Investing.com - The U.S. dollar rose against its Canadian counterpart on Thursday, bouncing off a one-month low as upbeat U.S. jobless claims data lent support to the greenback, while declining oil prices dampened demand for the commodity-related Canadian currency.
USD/CAD hit 1.2763 during early U.S. trade, the session high; the pair subsequently consolidated at 1.2755, up 0.50%.
The pair was likely to find support at 1.2647, the low of April 25 and resistance at 1.2984, the high of June 6.
The U.S. Department of Labor said the number of individuals filing for initial jobless benefits in the week ending June 4 decreased by 4,000 to 264,000 from the previous week’s total of 268,000, which was revised up from the initial read of 267,000.
Analysts had expected jobless claims to rise by 3,000 to 270,000 last week.

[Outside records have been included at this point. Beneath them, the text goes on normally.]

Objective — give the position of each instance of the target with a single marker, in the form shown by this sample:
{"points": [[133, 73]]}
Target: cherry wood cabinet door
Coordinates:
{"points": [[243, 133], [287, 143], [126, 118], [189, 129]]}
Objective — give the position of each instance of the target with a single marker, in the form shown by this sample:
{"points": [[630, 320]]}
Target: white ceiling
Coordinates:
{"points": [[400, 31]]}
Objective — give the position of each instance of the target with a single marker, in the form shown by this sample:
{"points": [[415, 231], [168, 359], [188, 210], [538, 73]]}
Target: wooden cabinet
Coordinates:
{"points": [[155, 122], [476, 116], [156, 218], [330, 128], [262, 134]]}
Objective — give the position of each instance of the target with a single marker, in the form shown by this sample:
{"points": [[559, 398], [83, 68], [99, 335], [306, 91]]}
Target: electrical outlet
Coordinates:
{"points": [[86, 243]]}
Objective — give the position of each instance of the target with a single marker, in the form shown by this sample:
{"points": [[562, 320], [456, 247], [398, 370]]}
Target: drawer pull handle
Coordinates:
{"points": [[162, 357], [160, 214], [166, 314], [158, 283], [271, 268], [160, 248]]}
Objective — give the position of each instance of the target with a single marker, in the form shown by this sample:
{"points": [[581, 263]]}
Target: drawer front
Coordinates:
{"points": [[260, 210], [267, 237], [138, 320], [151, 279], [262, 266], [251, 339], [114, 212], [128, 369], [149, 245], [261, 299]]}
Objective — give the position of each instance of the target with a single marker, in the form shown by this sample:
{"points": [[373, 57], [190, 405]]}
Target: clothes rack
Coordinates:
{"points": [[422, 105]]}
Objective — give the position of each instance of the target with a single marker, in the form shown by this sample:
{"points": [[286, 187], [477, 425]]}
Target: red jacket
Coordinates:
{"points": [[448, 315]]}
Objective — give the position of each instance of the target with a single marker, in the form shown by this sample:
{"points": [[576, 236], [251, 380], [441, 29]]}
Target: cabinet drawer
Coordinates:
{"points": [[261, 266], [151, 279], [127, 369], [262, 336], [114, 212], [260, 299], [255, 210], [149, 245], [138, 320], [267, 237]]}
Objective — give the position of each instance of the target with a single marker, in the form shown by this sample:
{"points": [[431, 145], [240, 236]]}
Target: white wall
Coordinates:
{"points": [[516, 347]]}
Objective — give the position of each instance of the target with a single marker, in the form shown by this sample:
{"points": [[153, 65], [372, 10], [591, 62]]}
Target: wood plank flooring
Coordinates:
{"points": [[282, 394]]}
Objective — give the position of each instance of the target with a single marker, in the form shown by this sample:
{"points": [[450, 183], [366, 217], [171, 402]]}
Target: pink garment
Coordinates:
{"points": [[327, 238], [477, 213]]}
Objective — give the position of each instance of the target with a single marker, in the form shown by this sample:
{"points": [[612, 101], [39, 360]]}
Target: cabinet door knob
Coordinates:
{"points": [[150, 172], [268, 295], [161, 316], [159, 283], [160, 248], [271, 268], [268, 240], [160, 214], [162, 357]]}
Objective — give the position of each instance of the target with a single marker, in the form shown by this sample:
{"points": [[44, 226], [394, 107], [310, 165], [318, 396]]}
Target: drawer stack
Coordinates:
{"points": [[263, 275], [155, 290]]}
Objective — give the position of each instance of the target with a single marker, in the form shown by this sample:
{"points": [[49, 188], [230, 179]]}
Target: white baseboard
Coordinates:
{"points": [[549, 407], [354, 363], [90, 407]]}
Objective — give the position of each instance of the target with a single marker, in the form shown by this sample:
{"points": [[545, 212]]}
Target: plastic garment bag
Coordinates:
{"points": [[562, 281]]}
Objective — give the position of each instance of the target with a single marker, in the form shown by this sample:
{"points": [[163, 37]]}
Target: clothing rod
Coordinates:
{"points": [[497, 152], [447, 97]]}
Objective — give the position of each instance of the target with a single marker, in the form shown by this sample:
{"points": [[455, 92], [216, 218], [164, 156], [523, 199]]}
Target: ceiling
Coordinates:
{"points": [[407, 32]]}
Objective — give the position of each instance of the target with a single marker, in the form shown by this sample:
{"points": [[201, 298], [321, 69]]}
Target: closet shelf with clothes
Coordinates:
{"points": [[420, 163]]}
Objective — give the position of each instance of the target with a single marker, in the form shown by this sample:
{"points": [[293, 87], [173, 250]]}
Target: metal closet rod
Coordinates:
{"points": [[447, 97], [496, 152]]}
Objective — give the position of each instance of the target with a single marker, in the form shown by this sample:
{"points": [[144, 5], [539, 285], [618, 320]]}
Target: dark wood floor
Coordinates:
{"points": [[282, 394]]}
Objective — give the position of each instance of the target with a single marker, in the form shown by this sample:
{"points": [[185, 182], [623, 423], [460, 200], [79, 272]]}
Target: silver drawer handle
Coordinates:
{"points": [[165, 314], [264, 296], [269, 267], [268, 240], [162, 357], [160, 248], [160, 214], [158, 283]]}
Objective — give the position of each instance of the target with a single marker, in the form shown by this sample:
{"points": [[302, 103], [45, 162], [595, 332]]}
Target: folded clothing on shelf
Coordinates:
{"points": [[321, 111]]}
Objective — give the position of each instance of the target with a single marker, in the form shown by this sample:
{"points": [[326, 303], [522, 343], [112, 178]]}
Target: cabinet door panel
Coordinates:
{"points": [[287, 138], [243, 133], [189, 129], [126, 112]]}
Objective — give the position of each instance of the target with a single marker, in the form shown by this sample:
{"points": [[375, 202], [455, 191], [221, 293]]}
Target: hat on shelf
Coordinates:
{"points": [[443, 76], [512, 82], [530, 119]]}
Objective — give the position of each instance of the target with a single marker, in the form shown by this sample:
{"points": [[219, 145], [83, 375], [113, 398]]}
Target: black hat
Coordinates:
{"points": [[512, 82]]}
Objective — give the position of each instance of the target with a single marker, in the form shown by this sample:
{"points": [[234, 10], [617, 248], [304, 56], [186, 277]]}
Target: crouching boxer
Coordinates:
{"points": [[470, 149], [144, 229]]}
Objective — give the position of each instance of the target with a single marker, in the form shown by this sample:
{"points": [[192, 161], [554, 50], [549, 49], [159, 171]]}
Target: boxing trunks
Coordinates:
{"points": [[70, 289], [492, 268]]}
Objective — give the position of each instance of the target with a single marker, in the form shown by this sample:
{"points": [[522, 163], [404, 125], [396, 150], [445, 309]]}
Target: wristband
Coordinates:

The greenback weakened earlier in the week, as markets pushed back expectations on the timing of the next rate hike by the U.S. central bank after Friday’s dismal employment report for May, which showed the slowest rate of jobs growth since September 2010.
A speech by Fed Chair Janet Yellen on Monday indicated that interest rates won’t rise until uncertainty over the economic outlook is resolved.
Yellen said she expects the economic recovery to continue but gave no indications on the timing of a next rate increase.
Meanwhile, the Canadian dollar came under pressure as oil prices moved lower on Thursday amid profit-taking following the previous session’s sharp rally.
The loonie was higher against the euro, with EUR/CAD shedding 0.21% to 1.4436.
Data earlier showed that Germany’s trade surplus widened to €24.0 billion from revised €23.7 billion in March.
Meanwhile, European Central Bank President Mario Draghi warned Thursday that uncertainty over the future of the euro is holding back progress in the region.
The comments came during a speech at the Brussels Economic Forum.